Salgın sürecinde “evde kal” çağrılarından kadınların, erkeklerin ve çocukların farklı şekilde etkilendiği ifade edilen raporda, “Toplumsal cinsiyet eşitsizliğinden kaynaklanan farklılık sebebiyle pandemi sürecinde kadınların yaşadığı en büyük sorun uğradıkları şiddet oldu” denildi.

“Evde kalın” çağrıları, sokaktaki yaş kısıtlamaları, sokağa çıkma yasakları sonrasında İstanbul Emniyet Müdürlüğü verilerine göre kentte asayiş suçlarının azaldığı ve buna rağmen yüzde 38,2 oranında aile içi şiddet vakalarının arttığı tespit edildi. İstanbul’da, 2019 yılı Mart ayında bin 804 aile içi şiddet olayı yaşanırken 2020 yılı Mart ayında yaşanan 2 bin 493 aile içi şiddet vakası kayıtlara geçti ve yıllık yüzde 38,2 oranında şiddet artışı görüldü. 2020 yılı Mart ayında 29 kadın cinayeti işlendi. Kadın Cinayetlerini Önleyeceğiz Platformu tarafından nisan ayında da 20 kadının öldürüldüğü, öldürülen 20 kadından 4’ünün kim tarafından öldürüldüğünün tespit edilemediği açıklandı.

‘NORMALLEŞME İÇİN ERKEN’

“Normalleşme süreci kapsamında AVM’lerin açılacak olması insanların tek bir havalandırma sistemine bağlı mekanlarda kalabalık halde bulunacak olması virüsün yayılımını tekrar arttıracağı için tedirginlik uyandırıyor” denilen raporda şu ifadelere yer verildi:

“Ligleri başlatma kararı da AVM’lerin açılma kararı da sermayenin çıkarına alınmış kararlardır. Bilimsel veriler bilinçli olarak yok sayılmış, sermayenin çıkarı uğruna halkın sağlığı açıkça tehlikeye atılmıştır. İki ay boyunca halka maske dağıtmayı beceremeyen, sonunda maskelerin eczaneler, medikal mağazalar ve marketlerden satılacağını açıklayan, iktidarın ‘korona yönetimi’nin parçası Koca’nın sorumluluk paylaştırdığı ‘ikinci dönem’; iktidarın sorumsuzlaştırıldığı, salgına karşı ‘korunma’ sorumluluğunun tamamen halkın sırtına yıkılması anlamına gelmektedir. Sağlık Bakanlığı tarafından vaka, test sonuçları ve ölümlere dair bölgesel dağılım, yaş ve cinsiyet gibi veriler ayrıntılı olarak, şeffaf bir şekilde kamuoyu ile paylaşılmadan ‘normalleşme planı’ yapılamaz. Türk Tabipler Birliği’nin doğrudan öznesi olduğu bir bilimsel kurul açıklama yapmadan ‘normalleştirme planı’ açıklanamaz.”
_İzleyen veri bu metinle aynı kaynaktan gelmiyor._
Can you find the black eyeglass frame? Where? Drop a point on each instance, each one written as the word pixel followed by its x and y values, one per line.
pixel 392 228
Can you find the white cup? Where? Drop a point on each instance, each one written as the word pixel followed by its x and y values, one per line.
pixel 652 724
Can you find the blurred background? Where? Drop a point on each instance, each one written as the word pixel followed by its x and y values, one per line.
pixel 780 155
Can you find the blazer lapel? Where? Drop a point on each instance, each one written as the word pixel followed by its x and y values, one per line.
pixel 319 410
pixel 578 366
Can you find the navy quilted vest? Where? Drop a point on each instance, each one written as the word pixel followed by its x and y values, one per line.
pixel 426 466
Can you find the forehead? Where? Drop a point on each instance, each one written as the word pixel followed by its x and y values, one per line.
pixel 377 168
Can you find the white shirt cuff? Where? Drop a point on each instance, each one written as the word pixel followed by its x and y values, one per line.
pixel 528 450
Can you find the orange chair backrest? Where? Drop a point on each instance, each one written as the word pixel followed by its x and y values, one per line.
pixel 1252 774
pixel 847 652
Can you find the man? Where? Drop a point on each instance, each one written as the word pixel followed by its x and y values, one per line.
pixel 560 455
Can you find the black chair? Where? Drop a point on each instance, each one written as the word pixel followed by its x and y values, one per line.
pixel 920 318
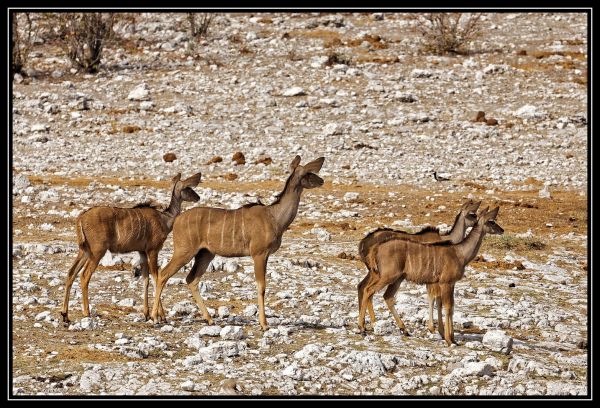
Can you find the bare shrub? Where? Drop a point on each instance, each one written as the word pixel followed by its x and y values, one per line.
pixel 448 32
pixel 22 40
pixel 199 23
pixel 85 35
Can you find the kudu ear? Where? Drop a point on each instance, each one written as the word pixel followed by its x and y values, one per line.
pixel 192 181
pixel 295 163
pixel 483 212
pixel 492 214
pixel 474 205
pixel 314 166
pixel 175 179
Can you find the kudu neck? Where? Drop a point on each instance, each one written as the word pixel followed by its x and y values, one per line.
pixel 468 248
pixel 172 211
pixel 284 210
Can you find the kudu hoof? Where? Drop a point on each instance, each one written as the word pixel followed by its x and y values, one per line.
pixel 65 317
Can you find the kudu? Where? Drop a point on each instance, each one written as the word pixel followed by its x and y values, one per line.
pixel 465 218
pixel 442 263
pixel 253 230
pixel 143 228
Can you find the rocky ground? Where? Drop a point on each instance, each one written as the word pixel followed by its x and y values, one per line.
pixel 356 89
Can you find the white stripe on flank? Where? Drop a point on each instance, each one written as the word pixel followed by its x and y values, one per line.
pixel 137 223
pixel 198 228
pixel 189 232
pixel 208 229
pixel 116 225
pixel 223 228
pixel 243 230
pixel 143 225
pixel 233 229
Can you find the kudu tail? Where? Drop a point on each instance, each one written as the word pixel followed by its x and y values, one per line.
pixel 81 239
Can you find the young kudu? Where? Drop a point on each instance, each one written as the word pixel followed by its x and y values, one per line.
pixel 466 218
pixel 142 228
pixel 253 230
pixel 442 263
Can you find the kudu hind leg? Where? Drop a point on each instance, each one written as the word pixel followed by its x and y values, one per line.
pixel 389 297
pixel 72 274
pixel 260 270
pixel 201 262
pixel 178 260
pixel 447 295
pixel 152 269
pixel 376 284
pixel 144 271
pixel 90 267
pixel 438 301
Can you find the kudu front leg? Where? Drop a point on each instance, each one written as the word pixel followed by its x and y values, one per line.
pixel 260 270
pixel 448 302
pixel 361 288
pixel 175 264
pixel 152 266
pixel 201 262
pixel 75 269
pixel 86 275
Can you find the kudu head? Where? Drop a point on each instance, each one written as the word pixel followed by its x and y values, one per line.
pixel 304 176
pixel 182 189
pixel 487 219
pixel 469 212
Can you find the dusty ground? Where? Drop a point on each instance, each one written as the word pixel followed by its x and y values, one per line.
pixel 530 283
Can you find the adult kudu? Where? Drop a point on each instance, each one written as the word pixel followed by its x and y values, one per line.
pixel 367 250
pixel 253 230
pixel 142 228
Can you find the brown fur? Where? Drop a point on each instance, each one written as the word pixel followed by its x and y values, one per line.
pixel 367 248
pixel 252 230
pixel 142 228
pixel 426 263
‘ACİLEN ATILMASI GEREKEN ADIMLAR’

Raporun sonuç bölümünde ise iktidar tarafından acilen alınması gereken tedbirler ve atılması gereken adımlar sıralandı. 2020 bütçesinin yeniden yapılanması, işten çıkarmaların süresiz yasaklanması ve zorunlu alanlar dışında çalışan işçilerin ücretli izne çıkarılması gerektiği ifade edilirken diğer adımlar şu başlıklar altında sıralandı:

-Tüm işsizlere doğrudan gelir desteği sağlanmalıdır

-Ücretler açlık sınırının üstüne çıkarılmalıdır

-Ev içi emek yükü artan kadınlara gelir desteği sağlanmalıdır

-En düşük emekli maaşı asgari ücret seviyesine getirilmelidir

-Çiftçi borçları silinmeli, çiftçilere destek paketleri oluşturulmalıdır

-İşyerleri kapatılan esnafın sabit giderleri karşılanmalıdır

-Kredi kartı, kredi ve diğer tüm borç ödemeleri süresiz ve faizsiz ertelenmelidir

-Tüm kiralar durdurulmalı, yalnızca kira geliri olanlar desteklenmelidir

-Temel hizmetlerin zorunlu ihtiyacı karşılayacak kadar olan kısımları parasız olmalıdır

-Özel sağlık kuruluşları kamulaştırılmalıdır

-Özel eğitim kurumları kamusallaştırılmalı, eğitim parasız olmalıdır

-Mülteci ve göçmenlere gelir desteği sağlanmalıdır

-Kamuda tasarrufa gidilmeli, ihtiyaç fazlası araçlar satılmalı, kiralanan binalar boşaltılmalıdır

-Kamu Özel İşbirliği anlaşmaları durdurulmalıdır

-Mega projeler durdurulmalıdır: Kanal İstanbul, Akkuyu Nükleer Santrali, termik santrallerin tüm ihaleleri iptal edilmeli ve inşaatları durdurulmalıdır

-Zorunlu hizmet alanlarında istihdam artırılmalıdır

-Evden çalışma biçimleri düzenlenmelidir.

-Sendikaların ve meslek odalarının sürecin yönetiminde yer almalıdır.